Ground 2 - special circumstances
53 The judge expressly declined to find special circumstances under s44. In doing so he referred only to the applicant’s information and evidence that he was serving his sentence in protective custody. But there was another aspect of the sentence relevant to the s44 determination. The sentencing judge specified that the sentence was to commence on 17 December 2004. This date was selected because the previous day was the expiration of the non-parole period in relation to the previous offences. He thus accumulated the sentence upon the earlier sentence. It was open to his Honour to take this course and no complaint is made that he did so.
54 However, taking into account the accumulation of sentences, the total effective sentence lost the s44 proportion which his Honour intended, expressly, to maintain. In my opinion this was an error and ought to be adjusted.
Ground 3 - manifestly excessive
55 The submission was made that, given that the offence was not aggravated by accompanying vandalism or other significant damage to property, and given the relatively low monetary value of the property stolen, and the absence of any sentimental value attaching to the property stolen, the sentence imposed was manifestly excessive.
56 Having regard especially to the applicant’s record, I do not think this submission ought to be accepted. The sentence was well within the available range. I would reject this ground of appeal.
- * * *
57 In the light of the accumulation of the errors which I consider affected the sentence, it is necessary that the applicant be re-sentenced. As against that possibility, this Court received affidavit evidence affirmed by the applicant. This evidence merely updated what had been before the sentencing judge and confirmed the applicant’s continuing efforts at rehabilitation.
58 While it is readily open to this Court to correct the error concerning the treatment of the plea of guilty, and the error concerning special circumstances, it is not so easy for this Court to deal with the errors concerning the evidence of rehabilitation. In my opinion this evidence was potentially of very considerable significance. It was, indeed, critical to the sentencing process. In the absence of any findings of fact about the credibility of the applicant and, to a lesser extent, Ms Palmer, it is difficult for this Court to substitute its own view for that of the sentencing judge. This Court is not in any position to make any assessment of the genuineness of the applicant’s claims.
59 S12(2) of the Criminal Appeal Act 1912 permits this Court to remit a matter or issue to a court of trial for determination. In my opinion that is the appropriate course to take in this case. That is the order I propose.

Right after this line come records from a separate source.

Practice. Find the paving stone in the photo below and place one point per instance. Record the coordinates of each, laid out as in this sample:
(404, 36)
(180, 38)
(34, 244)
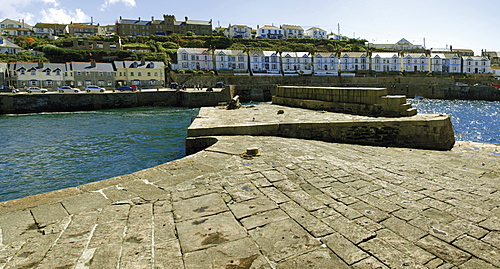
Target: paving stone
(467, 227)
(164, 224)
(477, 263)
(236, 254)
(275, 195)
(273, 175)
(492, 223)
(32, 252)
(114, 213)
(85, 202)
(259, 180)
(306, 220)
(404, 229)
(388, 254)
(440, 230)
(105, 256)
(321, 258)
(479, 249)
(263, 218)
(344, 248)
(286, 185)
(168, 255)
(369, 211)
(369, 224)
(198, 207)
(305, 200)
(283, 239)
(443, 250)
(208, 231)
(404, 245)
(369, 262)
(243, 192)
(346, 211)
(349, 228)
(250, 207)
(48, 214)
(108, 234)
(406, 214)
(492, 238)
(438, 215)
(16, 226)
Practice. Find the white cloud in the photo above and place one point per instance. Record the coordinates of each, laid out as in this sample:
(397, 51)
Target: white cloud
(59, 15)
(107, 3)
(55, 3)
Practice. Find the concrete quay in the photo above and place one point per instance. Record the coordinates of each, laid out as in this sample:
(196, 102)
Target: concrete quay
(297, 204)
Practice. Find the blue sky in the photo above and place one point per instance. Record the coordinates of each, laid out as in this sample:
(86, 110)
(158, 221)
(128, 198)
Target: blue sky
(460, 23)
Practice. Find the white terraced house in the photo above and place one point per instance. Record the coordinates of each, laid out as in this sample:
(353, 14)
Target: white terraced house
(386, 61)
(354, 61)
(235, 60)
(476, 65)
(194, 58)
(325, 63)
(415, 62)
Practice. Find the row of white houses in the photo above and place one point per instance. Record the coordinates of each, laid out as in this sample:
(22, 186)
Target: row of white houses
(326, 63)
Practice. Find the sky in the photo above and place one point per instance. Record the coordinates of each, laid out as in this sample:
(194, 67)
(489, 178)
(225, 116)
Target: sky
(463, 24)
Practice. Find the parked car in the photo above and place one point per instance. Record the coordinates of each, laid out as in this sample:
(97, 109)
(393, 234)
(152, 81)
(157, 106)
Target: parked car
(8, 89)
(94, 88)
(64, 89)
(36, 89)
(125, 88)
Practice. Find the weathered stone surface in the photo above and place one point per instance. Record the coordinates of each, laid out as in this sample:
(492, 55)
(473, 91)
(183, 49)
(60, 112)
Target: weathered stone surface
(283, 239)
(209, 231)
(299, 203)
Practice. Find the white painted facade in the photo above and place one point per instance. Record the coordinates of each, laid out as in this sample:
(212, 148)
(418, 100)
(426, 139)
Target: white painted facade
(315, 32)
(238, 31)
(415, 62)
(386, 61)
(269, 31)
(296, 63)
(194, 58)
(476, 65)
(353, 61)
(235, 60)
(325, 64)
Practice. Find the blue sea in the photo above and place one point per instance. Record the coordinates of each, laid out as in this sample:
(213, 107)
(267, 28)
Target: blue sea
(477, 121)
(49, 151)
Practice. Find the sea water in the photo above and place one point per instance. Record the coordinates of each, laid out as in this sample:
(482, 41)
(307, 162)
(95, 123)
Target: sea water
(50, 151)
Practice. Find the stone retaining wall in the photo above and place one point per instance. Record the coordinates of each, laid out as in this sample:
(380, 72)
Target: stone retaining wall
(55, 102)
(361, 101)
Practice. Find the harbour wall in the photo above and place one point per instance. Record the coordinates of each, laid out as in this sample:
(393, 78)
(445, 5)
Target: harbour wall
(56, 102)
(261, 88)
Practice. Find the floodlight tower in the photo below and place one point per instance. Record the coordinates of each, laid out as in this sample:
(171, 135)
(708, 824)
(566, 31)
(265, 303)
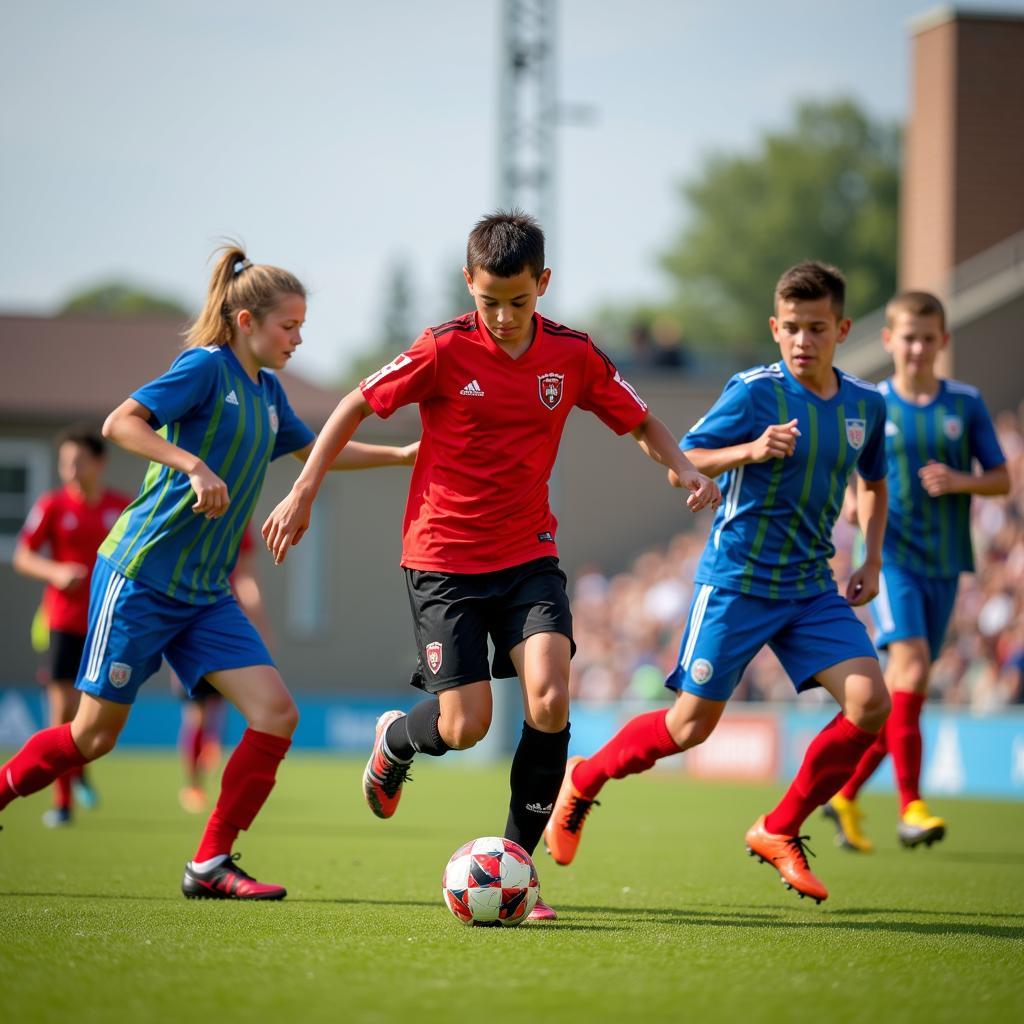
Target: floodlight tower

60 BARR J: I agree with the Chief Justice. The applicant came before the sentencing court as a mature man who since 1993 had been dedicated to the commission of theft and kindred offences. Whatever the strength of his claim once more to be at the “crossroads”, the objective seriousness of his latest offence was bound to attract a non-parole period of the order of that set by the sentencing judge. In my opinion the appeal should be dismissed because no lesser sentence was warranted in law.